Over de dreiging van een zogeheten ”credit crunch”, het volledig opdrogen van de kredietverstrekking, verklaarde de Luxemburgse premier, die in het groothertogdom tevens de schatkist beheert: „We kunnen niet spreken van een al genormaliseerde situatie. Dat vergt tijd. Het risico blijft aanwezig, maar het is wel verminderd.”Deze week vindt er binnen de EU volop beraad plaats over de financiële en economische problemen. Maandagavond vergaderden de ministers van Financiën van de eurolanden, gisteren schoven de collega’s van de overige lidstaten bij hen aan. Voor aanstaande vrijdag heeft de Franse president Sarkozy, die dit halfjaar de regie voert over de Unie, een werklunch van de 27 regeringsleiders georganiseerd.
Zij zullen bij die gelegenheid hun inzet bepalen voor de top, op 15 november in de VS, van de grote industrienaties en de voornaamste economieën van de armere continenten over een hervorming van het internationale geld- en bankenstelsel. Sommigen verbinden aan dat conclaaf de naam van Bretton Woods, waar in 1994 historische beslissingen vielen over de naoorlogse monetaire orde.
Tussendoor trok Juncker gisteren een uurtje uit om van gedachten te wisselen met leden van het Europees Parlement. De tegenwind werd steeds sterker, maar de storm stak pas echt op, zo analyseerde hij, toen de Amerikanen half september geen hand uitstaken om het faillissement van de gerenommeerde zakenbank Lehman Brothers af te wenden. Zij negeerden daarmee het principe van ”too big to fail”, te groot om om te vallen. Die opstelling sloeg een ernstige deuk in het vertrouwen binnen de financiële wereld.

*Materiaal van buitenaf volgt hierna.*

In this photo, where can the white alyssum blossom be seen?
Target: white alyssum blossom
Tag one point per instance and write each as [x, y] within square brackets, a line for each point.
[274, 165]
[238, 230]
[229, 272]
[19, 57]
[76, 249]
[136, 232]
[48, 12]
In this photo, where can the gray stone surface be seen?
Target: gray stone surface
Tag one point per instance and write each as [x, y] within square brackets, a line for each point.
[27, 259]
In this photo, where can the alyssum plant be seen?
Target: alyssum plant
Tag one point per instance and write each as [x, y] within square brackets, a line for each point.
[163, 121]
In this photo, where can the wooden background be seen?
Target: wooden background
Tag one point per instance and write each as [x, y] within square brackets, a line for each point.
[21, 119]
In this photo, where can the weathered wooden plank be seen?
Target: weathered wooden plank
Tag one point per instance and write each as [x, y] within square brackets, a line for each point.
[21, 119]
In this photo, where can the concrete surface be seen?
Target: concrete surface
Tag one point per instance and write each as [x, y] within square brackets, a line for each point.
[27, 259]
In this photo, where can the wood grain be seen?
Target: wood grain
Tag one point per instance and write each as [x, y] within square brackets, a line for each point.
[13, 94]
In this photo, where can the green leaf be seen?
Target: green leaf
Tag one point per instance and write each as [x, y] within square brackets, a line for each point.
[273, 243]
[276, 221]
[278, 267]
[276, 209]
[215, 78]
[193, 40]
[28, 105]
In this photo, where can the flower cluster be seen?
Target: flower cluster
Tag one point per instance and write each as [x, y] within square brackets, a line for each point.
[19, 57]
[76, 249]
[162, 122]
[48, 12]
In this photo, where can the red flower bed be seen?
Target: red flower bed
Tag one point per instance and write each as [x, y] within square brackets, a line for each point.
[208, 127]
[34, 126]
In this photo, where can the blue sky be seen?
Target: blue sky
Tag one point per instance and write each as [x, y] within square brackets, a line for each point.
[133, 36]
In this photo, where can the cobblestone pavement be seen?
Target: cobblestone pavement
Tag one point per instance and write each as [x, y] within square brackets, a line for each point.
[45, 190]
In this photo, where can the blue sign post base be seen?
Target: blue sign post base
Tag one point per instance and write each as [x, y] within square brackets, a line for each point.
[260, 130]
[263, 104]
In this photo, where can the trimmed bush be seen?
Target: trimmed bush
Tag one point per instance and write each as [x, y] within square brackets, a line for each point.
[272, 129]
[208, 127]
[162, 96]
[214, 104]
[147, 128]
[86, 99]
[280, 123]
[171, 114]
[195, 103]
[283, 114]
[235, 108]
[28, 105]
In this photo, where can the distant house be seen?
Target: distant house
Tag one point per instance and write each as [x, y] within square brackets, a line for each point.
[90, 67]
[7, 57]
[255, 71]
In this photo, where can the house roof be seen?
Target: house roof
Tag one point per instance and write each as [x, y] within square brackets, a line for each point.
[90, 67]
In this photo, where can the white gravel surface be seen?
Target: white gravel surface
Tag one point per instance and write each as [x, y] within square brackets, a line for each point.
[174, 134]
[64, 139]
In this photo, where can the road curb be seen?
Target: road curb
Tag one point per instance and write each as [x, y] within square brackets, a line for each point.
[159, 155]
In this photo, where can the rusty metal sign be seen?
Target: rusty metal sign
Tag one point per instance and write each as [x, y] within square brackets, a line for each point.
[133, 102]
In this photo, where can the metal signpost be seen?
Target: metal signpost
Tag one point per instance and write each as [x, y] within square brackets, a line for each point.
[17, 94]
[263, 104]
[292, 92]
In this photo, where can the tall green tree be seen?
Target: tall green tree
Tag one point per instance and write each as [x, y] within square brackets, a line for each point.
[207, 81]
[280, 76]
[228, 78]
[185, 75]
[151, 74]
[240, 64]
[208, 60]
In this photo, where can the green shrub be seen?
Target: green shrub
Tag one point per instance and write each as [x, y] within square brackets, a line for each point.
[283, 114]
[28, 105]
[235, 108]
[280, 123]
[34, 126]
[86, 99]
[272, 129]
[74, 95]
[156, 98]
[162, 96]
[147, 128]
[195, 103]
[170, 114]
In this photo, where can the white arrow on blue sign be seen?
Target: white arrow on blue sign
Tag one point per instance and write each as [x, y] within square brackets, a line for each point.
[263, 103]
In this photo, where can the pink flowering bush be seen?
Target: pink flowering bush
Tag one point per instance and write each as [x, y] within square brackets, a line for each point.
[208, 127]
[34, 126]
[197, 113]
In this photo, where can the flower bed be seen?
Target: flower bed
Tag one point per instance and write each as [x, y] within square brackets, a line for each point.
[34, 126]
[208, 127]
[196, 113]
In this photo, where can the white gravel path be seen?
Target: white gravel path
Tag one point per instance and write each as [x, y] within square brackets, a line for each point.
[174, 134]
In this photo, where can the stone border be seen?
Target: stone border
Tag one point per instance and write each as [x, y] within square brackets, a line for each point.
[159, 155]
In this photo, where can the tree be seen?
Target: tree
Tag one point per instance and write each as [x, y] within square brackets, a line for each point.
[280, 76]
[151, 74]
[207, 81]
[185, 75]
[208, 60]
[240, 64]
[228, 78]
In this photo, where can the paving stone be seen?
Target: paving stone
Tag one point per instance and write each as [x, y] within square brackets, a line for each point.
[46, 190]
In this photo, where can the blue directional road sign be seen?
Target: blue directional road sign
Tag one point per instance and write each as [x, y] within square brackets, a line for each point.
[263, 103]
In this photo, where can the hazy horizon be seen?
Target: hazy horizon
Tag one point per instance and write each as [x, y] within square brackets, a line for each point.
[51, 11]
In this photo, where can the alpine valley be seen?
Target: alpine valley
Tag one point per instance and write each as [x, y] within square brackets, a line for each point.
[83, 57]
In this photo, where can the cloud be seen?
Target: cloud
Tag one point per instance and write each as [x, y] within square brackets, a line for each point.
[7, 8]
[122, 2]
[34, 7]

De politiek zag zich vervolgens genoodzaakt op allerlei manieren actie te ontplooien. Regeringen smeten met miljarden om andere ondernemingen in de betrokken sector van de ondergang te redden en om de kredietstromen gaande te houden. Juncker hechtte er naar zijn zeggen aan nog eens te benadrukken: „De omvangrijke steunoperaties zijn niet bedoeld om de banken een plezier te doen, om hun een cadeautje te geven, maar om een goede werking van het systeem te waarborgen en om de spaarsaldi van de burgers te beschermen. De overheden moesten wel ingrijpen, dat was hun plicht, omdat de markten niet langer functioneerden.”
Inmiddels verschuift de aandacht steeds meer naar de reële economie. Het beeld op dat terrein verslechtert in rap tempo. De Europese Commissie verwacht dat de groei in de eurozone in 2009 beperkt blijft tot 0,1 procent. Dan praten we over een gemiddelde. In diverse landen zal er sprake zijn van een krimp van de bedrijvigheid.
Juncker acht het nodig dat de lidstaten die beschikken over een marge binnen hun budget, die ruimte gebruiken voor een beleid om de vertraging van de conjunctuur af te remmen. Hij drong vooral aan op maatregelen om de koopkracht van de „meest kwetsbaren”, ofwel de mensen aan de onderkant van het loongebouw of met een lage uitkering, te stutten, in zijn bewoordingen een „inkomensondersteunende aanpak.”
Het stabiliteitspact schrijft voor dat het tekort op de begroting niet hoger mag zijn dan 3 procent van het bruto binnenlands product (bbp). Bij een hardnekkige overtreding in dit verband kan de EU zelfs een boete opleggen. Maar in 2005 zijn de spelregels een beetje afgezwakt. In uitzonderlijke omstandigheden -„en niemand ontkent dat die nu aan de orde zijn”, zegt Juncker- zit er rek in de genoemde grens.
De overschrijding dient wel tijdelijk te zijn en zo dicht mogelijk bij de 3 procent te blijven. Over een precieze interpretatie van deze voorwaarden wilde Juncker niet speculeren. Enkel gaf hij aan: „Dichtbij betekent in ieder geval niet 5 of 6 procent.” Eurocommissaris Almunia (Monetaire en Economische Zaken) zei maandag ook al dat hij bij de beoordeling van de tekorten soepelheid zal betrachten.
Juncker valt Sarkozy bij als het gaat om diens pleidooi voor steun vanuit Europa voor de auto-industrie. Met hetzelfde argument: de VS hebben deze bedrijfstak 25 miljard dollar aangereikt. „Dan is het ondenkbaar dat wij daar niet op reageren”, aldus de Luxemburgse premier.
Anders dan Sarkozy vindt hij het echter geen goed idee om voortaan regelmatig de regeringschefs van de eurolanden met elkaar te laten vergaderen. „Alleen als de situatie daarom vraagt, we moeten dat overleg niet institutionaliseren”, meent Juncker. „Het moet een toegevoegde waarde houden.”